AMPK activation reduces lipogenesis and triglyceride synthesis, and prevents the expression and secretion of pro-inflammatory cytokines [29]. In a high-fat high-carbohydrate diet-fed rat model, ginger extract increased AMPKα phosphorylation and total AMPKα in skeletal muscle [30]. Hashem et al. have reported that 6-gingerol treatment in rats fed high-fat diet improves inflammatory state and metabolic disorders via targeting the AMPK-NF-κB pathway [31]. In the present study, AMPK activity was enhanced by the HPG supplementation in WAT of HF diet fed rats.
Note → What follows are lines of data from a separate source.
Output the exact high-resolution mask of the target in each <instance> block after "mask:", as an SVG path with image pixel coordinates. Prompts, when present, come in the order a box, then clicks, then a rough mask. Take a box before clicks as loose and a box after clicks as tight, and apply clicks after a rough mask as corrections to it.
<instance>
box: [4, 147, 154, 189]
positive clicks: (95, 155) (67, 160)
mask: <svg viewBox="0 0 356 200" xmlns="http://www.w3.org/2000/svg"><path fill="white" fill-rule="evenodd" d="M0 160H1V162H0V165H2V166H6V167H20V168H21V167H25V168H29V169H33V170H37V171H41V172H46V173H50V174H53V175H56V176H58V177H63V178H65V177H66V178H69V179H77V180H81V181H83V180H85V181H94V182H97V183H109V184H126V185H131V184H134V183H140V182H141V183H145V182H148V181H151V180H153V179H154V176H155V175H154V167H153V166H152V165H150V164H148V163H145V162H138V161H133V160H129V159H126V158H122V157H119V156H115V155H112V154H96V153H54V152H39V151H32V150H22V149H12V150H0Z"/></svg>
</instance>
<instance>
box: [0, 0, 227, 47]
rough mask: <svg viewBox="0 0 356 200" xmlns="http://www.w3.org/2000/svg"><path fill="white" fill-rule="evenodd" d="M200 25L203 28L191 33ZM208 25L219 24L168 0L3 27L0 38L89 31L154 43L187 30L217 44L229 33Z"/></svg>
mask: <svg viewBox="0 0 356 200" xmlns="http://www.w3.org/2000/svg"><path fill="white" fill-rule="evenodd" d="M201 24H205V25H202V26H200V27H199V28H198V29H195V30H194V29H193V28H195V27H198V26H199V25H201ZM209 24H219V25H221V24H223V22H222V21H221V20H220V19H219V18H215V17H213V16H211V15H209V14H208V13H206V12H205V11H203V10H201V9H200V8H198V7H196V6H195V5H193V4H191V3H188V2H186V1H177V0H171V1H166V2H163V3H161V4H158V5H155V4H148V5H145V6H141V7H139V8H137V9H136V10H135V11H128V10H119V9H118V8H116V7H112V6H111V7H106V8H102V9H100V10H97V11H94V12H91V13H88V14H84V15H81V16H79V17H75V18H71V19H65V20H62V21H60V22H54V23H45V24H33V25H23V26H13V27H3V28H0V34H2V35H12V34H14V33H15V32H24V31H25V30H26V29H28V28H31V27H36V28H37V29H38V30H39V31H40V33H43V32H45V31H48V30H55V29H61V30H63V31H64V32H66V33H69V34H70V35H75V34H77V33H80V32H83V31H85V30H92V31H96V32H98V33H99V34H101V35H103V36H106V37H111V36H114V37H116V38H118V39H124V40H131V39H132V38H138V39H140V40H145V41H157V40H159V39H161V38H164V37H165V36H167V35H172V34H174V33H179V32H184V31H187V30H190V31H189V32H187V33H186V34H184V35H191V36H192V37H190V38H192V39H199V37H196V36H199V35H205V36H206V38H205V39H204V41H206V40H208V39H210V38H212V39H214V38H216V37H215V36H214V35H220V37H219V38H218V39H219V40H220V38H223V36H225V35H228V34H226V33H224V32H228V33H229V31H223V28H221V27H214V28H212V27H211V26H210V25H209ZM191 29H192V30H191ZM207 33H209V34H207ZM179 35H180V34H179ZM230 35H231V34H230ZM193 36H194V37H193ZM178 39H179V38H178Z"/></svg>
Therefore, it appears that anti-obesity and anti-inflammatory effect of HPG is partially mediated by AMPK activation.
5. Conclusions
Our findings suggest that HPG inhibits body weight gain and adipose tissue in rats fed the HF diet. Additionally, HPG reduces lipid levels in serum and liver, promotes lipid excretion through feces, and causes down-regulation in the mRNA expression of genes related to adipogenesis and pro-inflammatory cytokines. Therefore, we concluded that HPG would be useful for application as a functional food for the prevention of obesity and inflammation. Specifically, this study has first reported that HPG inhibits miR-21/132 expression and activates AMPK in adipose tissue. Thus, further studies are needed to investigate the target-signaling pathways due to miR-21/132 down-regulation and AMPK activation by HPG.